Aegis review actions interface showing AI-assisted underwriting promptsAegis review response showing AI-generated underwriting follow-up actions

Key Decisions

  • Workflow-first AI: Designed AI support around the underwriting task flow instead of treating it as a separate chat experience
  • Evidence-linked signals: Connected surfaced risk indicators back to source documents so reviewers could validate where each signal came from
  • Human review states: Used review status, confidence, and analyst actions to keep AI suggestions accountable and easy to inspect
  • Multi-panel workspace: Structured documents, signals, account context, and review actions into one workspace to reduce context switching
  • Operational decision support: Focused the AI layer on helping reviewers prioritize, compare, and validate information rather than automate the decision outright

Signals Surfaced

Turning document volume into reviewable insight

  • Surfaced possible risk indicators from submission documents and account materials
  • Organized signals by type, confidence, and review status
  • Kept each signal tied to supporting evidence so reviewers could inspect the source before taking action
Aegis interface showing AI surfaced risk signals

Evidence Panel

  • Separated document review from signal review so each had a clear purpose
  • Designed the evidence panel to show where AI-generated signals came from
  • Supported human validation before risk signals were accepted, dismissed, or escalated
Aegis evidence panel showing document references and supporting context

Traceable AI Output

  • AI output was treated as a review aid, not a final decision
  • Reviewers could inspect the source, compare evidence, and decide whether a signal was useful

Documents as a Workspace, Not a File List

Documents were treated as active review material.
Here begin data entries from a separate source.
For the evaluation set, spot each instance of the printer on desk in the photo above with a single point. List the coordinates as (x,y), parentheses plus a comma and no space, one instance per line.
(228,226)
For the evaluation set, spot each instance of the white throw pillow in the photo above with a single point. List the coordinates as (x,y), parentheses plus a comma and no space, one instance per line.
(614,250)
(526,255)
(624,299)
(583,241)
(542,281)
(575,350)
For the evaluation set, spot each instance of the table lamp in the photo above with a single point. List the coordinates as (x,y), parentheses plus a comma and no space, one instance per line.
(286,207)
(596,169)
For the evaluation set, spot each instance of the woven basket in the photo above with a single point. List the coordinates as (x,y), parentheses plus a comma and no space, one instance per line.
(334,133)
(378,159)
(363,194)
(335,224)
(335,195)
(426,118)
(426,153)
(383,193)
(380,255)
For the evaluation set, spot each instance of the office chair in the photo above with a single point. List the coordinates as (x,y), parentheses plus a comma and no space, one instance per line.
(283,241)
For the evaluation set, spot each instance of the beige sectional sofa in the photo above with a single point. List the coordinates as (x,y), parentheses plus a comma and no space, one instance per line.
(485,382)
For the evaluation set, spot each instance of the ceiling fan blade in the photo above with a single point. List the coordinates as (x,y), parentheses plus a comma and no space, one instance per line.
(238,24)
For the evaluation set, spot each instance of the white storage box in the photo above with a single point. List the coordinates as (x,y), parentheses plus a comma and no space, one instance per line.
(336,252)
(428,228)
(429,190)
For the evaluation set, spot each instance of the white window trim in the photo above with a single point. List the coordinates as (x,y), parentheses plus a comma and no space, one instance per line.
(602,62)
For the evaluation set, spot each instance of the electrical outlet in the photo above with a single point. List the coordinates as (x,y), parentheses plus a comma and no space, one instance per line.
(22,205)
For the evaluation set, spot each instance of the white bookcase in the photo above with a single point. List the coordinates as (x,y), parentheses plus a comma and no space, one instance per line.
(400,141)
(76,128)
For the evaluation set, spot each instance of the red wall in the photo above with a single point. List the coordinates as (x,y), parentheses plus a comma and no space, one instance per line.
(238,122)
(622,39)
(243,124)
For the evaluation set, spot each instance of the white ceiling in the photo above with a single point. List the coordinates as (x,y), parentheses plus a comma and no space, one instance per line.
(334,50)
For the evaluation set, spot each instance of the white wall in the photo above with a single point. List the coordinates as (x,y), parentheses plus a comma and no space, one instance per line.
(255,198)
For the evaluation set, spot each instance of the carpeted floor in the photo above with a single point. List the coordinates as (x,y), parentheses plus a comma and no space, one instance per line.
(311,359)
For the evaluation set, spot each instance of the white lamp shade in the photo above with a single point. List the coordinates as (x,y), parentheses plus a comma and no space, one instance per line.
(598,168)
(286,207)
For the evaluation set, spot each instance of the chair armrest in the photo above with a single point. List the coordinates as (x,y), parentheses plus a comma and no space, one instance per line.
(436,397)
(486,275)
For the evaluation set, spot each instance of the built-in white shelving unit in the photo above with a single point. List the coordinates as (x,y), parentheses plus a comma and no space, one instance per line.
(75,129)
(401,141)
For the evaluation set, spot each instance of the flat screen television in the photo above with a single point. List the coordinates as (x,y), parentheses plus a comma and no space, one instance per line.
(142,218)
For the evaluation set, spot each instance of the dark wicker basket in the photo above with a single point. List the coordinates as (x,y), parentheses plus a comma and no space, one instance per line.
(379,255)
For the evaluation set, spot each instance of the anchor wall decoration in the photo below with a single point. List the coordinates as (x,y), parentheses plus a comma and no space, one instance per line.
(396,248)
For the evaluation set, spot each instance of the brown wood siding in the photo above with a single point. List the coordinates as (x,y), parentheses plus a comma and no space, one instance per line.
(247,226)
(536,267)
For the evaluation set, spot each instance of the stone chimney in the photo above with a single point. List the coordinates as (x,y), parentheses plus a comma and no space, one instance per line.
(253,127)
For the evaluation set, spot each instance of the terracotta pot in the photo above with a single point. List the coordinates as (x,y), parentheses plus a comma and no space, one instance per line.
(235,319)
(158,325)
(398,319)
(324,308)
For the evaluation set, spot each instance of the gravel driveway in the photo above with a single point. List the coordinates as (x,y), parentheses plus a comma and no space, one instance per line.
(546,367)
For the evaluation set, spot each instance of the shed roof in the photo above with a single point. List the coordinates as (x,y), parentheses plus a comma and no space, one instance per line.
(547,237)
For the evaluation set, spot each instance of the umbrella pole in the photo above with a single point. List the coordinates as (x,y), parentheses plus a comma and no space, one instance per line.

The goal was to help reviewers understand what each document contained, what needed attention, and how it related to the broader account review.

Aegis document review workspace

Outcome

Aegis became a focused exploration of AI-assisted underwriting review. The case study demonstrates how document intelligence, surfaced risk signals, evidence review, and human oversight can work together inside a structured enterprise workflow.